A study commissioned by Greenpeace Africa recommends that State-owned Eskom, as part of its reform, gradually spin out its coal-fired power generation activities to new generation companies that will operate the power plants for the remainder of their operating lives.
Greenpeace had commissioned energy economist Professor Dr Uwe Leprich to compile the study, titled ‘Eskom: A roadmap to powering the future’, as it believes the utility needs a new business model, given that its debt is approaching R500-billion and that the South African economy is contacting.
“Fundamental reforms of the South African electricity sector and Eskom’s business model are inevitable and urgent.
“Eskom’s reform is almost laughably overdue; the utility is technically insolvent, inefficient, unable to guarantee security of supply, wildly unprepared for an energy transition to renewable energy and is the country's biggest emitter of toxic pollutants and greenhouse gases, which are driving us towards a climate and pollution emergency,” says Greenpeace Africa senior political adviser Happy Khambule.
He states that the roadmap provides solid options for the country’s electricity supply industry crisis, outlines a realistic and sustainable future for Eskom and ensures that all crucial functions of the South African electricity system improve.
The study considered several international experiences and trends of phasing out coal and unbundling and breaking up absolute monopolies in the electricity sector.

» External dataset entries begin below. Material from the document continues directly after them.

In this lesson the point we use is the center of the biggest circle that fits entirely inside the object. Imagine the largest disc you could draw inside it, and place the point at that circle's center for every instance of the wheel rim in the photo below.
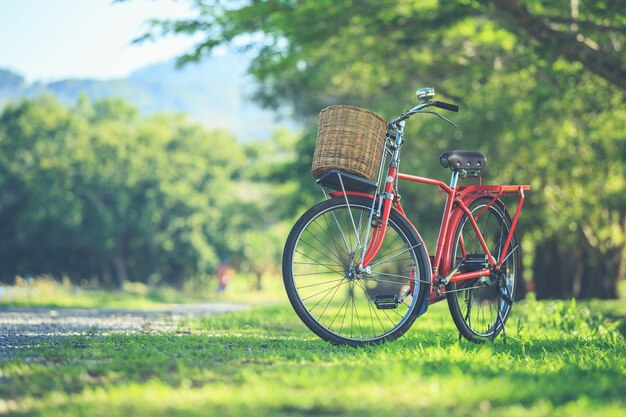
(482, 306)
(353, 305)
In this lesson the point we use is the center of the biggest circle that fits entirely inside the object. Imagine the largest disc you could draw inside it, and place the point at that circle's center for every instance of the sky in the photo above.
(48, 40)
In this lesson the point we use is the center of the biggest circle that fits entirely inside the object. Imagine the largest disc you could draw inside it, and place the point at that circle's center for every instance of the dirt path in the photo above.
(25, 327)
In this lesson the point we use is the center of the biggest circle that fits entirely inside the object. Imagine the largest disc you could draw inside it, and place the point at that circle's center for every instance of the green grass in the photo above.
(560, 359)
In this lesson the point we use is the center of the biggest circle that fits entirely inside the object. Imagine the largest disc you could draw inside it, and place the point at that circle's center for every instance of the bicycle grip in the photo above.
(447, 106)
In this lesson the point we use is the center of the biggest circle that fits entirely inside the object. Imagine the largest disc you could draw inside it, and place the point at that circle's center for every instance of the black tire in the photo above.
(331, 298)
(481, 307)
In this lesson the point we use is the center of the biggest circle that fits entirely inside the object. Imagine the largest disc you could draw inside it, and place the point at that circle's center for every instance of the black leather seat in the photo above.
(463, 160)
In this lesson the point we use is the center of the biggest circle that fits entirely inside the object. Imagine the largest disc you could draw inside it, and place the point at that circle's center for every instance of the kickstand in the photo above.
(503, 328)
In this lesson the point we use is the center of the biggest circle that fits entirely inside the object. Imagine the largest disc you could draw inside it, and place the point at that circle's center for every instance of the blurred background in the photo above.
(167, 144)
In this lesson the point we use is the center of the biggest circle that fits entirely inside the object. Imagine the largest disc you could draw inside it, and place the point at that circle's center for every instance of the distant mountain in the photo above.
(214, 93)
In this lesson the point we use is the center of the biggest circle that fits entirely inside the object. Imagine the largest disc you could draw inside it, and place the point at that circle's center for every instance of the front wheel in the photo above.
(480, 307)
(333, 298)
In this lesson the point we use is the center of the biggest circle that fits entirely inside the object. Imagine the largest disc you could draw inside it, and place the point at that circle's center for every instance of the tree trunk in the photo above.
(259, 277)
(579, 271)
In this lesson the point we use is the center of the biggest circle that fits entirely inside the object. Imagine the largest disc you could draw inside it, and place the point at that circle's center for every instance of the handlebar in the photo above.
(446, 106)
(419, 109)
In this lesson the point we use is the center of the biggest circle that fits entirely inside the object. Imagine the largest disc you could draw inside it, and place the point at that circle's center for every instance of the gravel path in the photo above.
(25, 327)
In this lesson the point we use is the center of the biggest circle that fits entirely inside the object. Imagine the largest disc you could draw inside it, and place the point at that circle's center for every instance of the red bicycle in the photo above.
(357, 272)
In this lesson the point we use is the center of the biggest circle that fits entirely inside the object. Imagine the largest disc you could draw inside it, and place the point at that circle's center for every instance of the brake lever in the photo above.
(438, 115)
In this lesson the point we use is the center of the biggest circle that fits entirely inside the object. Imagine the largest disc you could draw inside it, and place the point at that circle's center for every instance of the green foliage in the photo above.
(265, 362)
(100, 191)
(540, 84)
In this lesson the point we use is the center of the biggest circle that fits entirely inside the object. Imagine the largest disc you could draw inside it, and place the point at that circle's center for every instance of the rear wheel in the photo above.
(331, 296)
(480, 307)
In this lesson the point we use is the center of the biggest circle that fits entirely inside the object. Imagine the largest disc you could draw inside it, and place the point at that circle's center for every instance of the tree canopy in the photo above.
(541, 85)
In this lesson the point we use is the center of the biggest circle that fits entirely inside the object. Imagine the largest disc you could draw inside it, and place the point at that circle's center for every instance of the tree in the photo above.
(100, 191)
(549, 78)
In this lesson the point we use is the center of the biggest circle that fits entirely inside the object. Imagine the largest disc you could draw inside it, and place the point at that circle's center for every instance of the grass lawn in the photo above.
(560, 359)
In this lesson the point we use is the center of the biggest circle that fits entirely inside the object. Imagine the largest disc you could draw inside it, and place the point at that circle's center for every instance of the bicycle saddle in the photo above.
(467, 160)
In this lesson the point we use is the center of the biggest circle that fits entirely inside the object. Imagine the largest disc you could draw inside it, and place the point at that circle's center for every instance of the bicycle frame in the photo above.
(458, 199)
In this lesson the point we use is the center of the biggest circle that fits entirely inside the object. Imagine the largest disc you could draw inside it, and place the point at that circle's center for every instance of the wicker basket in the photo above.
(350, 139)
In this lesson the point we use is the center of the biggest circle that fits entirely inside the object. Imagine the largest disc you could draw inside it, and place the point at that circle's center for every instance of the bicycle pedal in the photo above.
(386, 302)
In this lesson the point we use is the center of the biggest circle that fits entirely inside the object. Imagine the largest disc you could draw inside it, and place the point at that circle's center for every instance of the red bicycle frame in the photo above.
(458, 199)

It recommends the refinancing of Eskom through the decommissioning of coal-fired power stations older than 40 years and the sale of all remaining coal-fired power plants, along with strict conditions in terms of the power stations’ compliance with existing air quality and environmental regulations and clear timelines for their closure.
Greenpeace emphasises that overhauling the country’s electricity sector must be accompanied by at least two key elements – a coal phase-out law, which gradually but completely phases out coal-fired power generation by 2040; and a Just Transition process that engages all key stakeholders in a dialogue that should lead to a series of negotiations on a social compact.
“South Africa must prioritise the well-being of people living and working in the coal regions by ensuring the finalisation and implementation of a Just Transition plan,” the organisation says.
The study also proposes the introduction of an independent transmission operator to improve the security of electricity supply and provide fair access for new renewable power plants such as wind and solar.
Greenpeace recommends that the independent power producer auctions for renewable energy be opened up to Eskom and that it become a significant part of the utility’s business model.
There is also the possibility for Eskom to participate in newly created regional electricity distributors.
Lastly, there is the opportunity for Eskom to create new services for end-use customers based on the digitalisation revolution that is evolving globally.
Implementing these recommendations will give Eskom an opportunity to stabilise its financial position, reduce its debt and become a constructive promoter of the necessary transition of the electricity sector to renewable energy in South Africa, says Greenpeace.